Spelling Distinctions If one dialect makes a spelling distinction, and another ignores it, build your core system to show the distinction. lingüístico Adj ; This is the Spanish spelling used in Latin America. Then for Spain, where the ü is not used, modify the core trivially via composition on both sides: u <- ü .o. CommonCoreFST .o. ü -> u
Spelling Relaxations, Accentuation Build your core system to reflect formally correct spelling. Then relax that spelling in some versions of your system via composition, e.g. to allow accents to be “dropped”. StandardSpanishFST .o. [ é (->) e , í (->) i , á (->) a , ó (->) o , ú (->) u , ü (->) u ]
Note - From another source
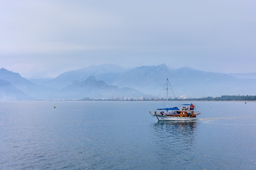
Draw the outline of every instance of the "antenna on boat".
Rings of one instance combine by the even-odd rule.
[[[166,79],[166,81],[167,81],[167,89],[167,89],[167,93],[166,93],[166,94],[166,94],[166,95],[167,95],[167,98],[167,98],[167,100],[166,100],[167,107],[166,107],[166,108],[168,109],[168,79]],[[168,110],[166,110],[166,112],[168,112]]]

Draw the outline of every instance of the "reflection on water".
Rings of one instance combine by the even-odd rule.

Relaxed German, accept ü or ue Standard German spelling uses ü, ö, ä and ß. You might want to accept them AND also ue, oe, ae and ss. StandardGermanFST .o. [ ü (->) u e , ö (->) o e , ä (->) a e , ß (->) s s ]
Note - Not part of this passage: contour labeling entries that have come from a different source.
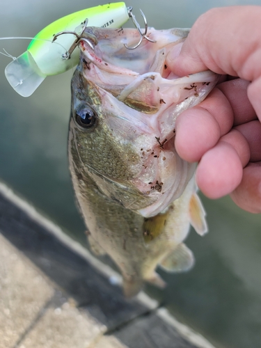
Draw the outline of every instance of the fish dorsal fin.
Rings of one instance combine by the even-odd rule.
[[[160,267],[168,272],[189,271],[194,264],[192,251],[183,243],[180,243],[161,262]]]
[[[205,216],[206,213],[200,200],[195,192],[191,196],[189,202],[190,223],[194,228],[196,232],[203,236],[207,232],[207,224]]]

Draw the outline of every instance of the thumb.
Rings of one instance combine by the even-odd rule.
[[[193,24],[180,54],[170,51],[166,63],[178,76],[209,69],[253,81],[261,74],[260,64],[248,59],[260,52],[260,18],[261,6],[212,9]]]

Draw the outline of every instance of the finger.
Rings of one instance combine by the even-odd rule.
[[[203,156],[196,171],[199,188],[210,198],[230,193],[240,184],[249,158],[246,139],[233,129]]]
[[[198,164],[196,178],[198,187],[209,198],[219,198],[235,189],[243,175],[236,150],[219,143],[206,152]]]
[[[235,79],[219,84],[216,87],[226,95],[233,110],[234,125],[246,123],[258,119],[247,96],[249,82],[242,79]]]
[[[231,106],[219,89],[214,89],[200,105],[183,112],[177,119],[175,145],[180,156],[198,161],[214,146],[233,123]]]
[[[248,122],[235,127],[246,139],[250,148],[250,161],[261,161],[261,123],[258,120]]]
[[[260,6],[214,8],[192,26],[180,56],[167,56],[179,76],[210,69],[253,81],[260,75]]]
[[[260,90],[261,77],[257,79],[253,82],[251,82],[251,84],[248,86],[247,90],[249,101],[253,105],[253,107],[255,109],[255,113],[257,114],[259,120],[261,122],[261,98],[260,94]]]
[[[251,213],[261,213],[261,163],[250,163],[243,171],[240,184],[231,193],[234,202]]]

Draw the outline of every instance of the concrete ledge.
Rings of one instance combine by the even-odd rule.
[[[0,230],[0,348],[214,348],[3,184]]]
Summary: About Choices • When it appears that you have to make a choice (dialect, orthography, register, etc.) between A and B, always try to make a common “core” system that is the basis for • Choice A alone • Choice B alone • Choice A and B • Composition is often the key to modifying a common core system for a variety of uses. • The failure to abstract and generalize is a sign of a finite-state beginner.